Consolidación de la imagen

Así, consiguen hacer infames a los no deseados y consolidar una imagen del Mediterráneo que solo tiene que ver con una selección de habitantes, los vinculados a la Cristiandad.

Esta manera de actuar aparece en conexión con el surgimiento del Islam. El Islam se presentaba como una doctrina reformulada del  cristianismo, que traía un aire de innovación al continente europeo que resultaba fascinante y embelesador, pero que a la misma vez provocaba temor pues nunca antes se había oído hablar de algo así. Tras el fallecimiento del fundador del Islam, nacido en la Meca en el año 570, con 62 años, gran parte de los aspectos de esta doctrina se vieron fortalecidos.

“El Creciente Fértil y el Norte de África fueron asimilados en pocos años; después España, Sicilia y parte de Francia, más tarde la India, Indonesia y China” (Turmo, 2001, pág. 13). El Islam llevaba un paso de gigante, haciéndose con gran parte de los territorios andados. Europa que se amedrentaba por el fracaso que estaba teniendo el cristianismo en todos esos lugares, observaba como se estaba implantando una nueva maquinaria cultural en su continente. Había que reconocer la merecida conquista pues los musulmanes tenían una gran destreza en varios campos, desde el militar hasta el matemático. 

Fue por esto por lo que “desde finales del siglo VII hasta la batalla de Lepanto en 1571, el Islam, ya fuera árabe, otomano o norteafricano supuso así una amenaza y, en muchos casos, una humillación para la Cristiandad” (Turmo, 2001, pág. 13). Debido a este motivo Europa insiste en crear una ilusoria representación del enemigo que los debilitara, al menos, ideológicamente.
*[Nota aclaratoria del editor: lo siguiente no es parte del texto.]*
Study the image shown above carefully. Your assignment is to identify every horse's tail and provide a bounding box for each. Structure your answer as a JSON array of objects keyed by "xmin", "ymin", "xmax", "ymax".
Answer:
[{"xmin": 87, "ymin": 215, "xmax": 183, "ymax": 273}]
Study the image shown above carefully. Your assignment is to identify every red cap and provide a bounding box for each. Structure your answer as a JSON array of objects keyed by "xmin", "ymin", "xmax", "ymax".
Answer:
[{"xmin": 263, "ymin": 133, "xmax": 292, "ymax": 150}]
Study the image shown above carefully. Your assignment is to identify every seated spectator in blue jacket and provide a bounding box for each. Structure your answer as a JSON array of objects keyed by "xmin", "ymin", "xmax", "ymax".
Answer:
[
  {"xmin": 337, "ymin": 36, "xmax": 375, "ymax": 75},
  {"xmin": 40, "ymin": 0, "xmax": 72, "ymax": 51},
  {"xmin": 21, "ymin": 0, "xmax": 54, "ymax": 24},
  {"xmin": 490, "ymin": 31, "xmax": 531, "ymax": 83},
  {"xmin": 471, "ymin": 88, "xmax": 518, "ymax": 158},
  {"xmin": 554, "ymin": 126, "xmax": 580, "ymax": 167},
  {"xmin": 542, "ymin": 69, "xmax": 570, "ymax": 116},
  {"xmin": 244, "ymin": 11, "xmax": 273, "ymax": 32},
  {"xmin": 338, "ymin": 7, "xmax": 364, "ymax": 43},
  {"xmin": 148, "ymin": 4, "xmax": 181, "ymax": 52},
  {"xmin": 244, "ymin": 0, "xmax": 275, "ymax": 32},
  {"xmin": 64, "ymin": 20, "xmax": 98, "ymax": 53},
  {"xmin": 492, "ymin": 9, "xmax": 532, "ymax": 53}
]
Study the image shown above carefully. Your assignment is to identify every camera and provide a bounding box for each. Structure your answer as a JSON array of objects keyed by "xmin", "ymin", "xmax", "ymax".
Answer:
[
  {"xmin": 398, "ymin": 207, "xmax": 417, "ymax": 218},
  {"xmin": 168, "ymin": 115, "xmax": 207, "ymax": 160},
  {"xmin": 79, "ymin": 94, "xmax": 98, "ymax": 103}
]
A partir del siglo XVI, al cristianismo le inquieta conocer el aprendizaje que han tenido los árabes y hebreos con el objetivo de lograr más adeptos a través de un intento de cohesión con las creencias de Oriente.  En esta misma época, Inglaterra, Francia y los Países Bajos consolidan el dominio de la compra-venta con Oriente y con el este del Mediterráneo, no devolviéndoles jamás la preponderancia a estos países. De esta manera, el control político e ideológico que el Occidente establece hacia Oriente no solo se palpa en los estudios llamados orientalistas sino también en  las relaciones comerciales, quedando así la lealtad al cristianismo fuertemente fijada.

Por tanto, a partir del siglo XVIII, no es necesario ya que sea explicitado el conjunto de argumentos que se exponían anteriormente en apoyo a la verdad de esta religión sino que se recurren a otros caminos tácitos.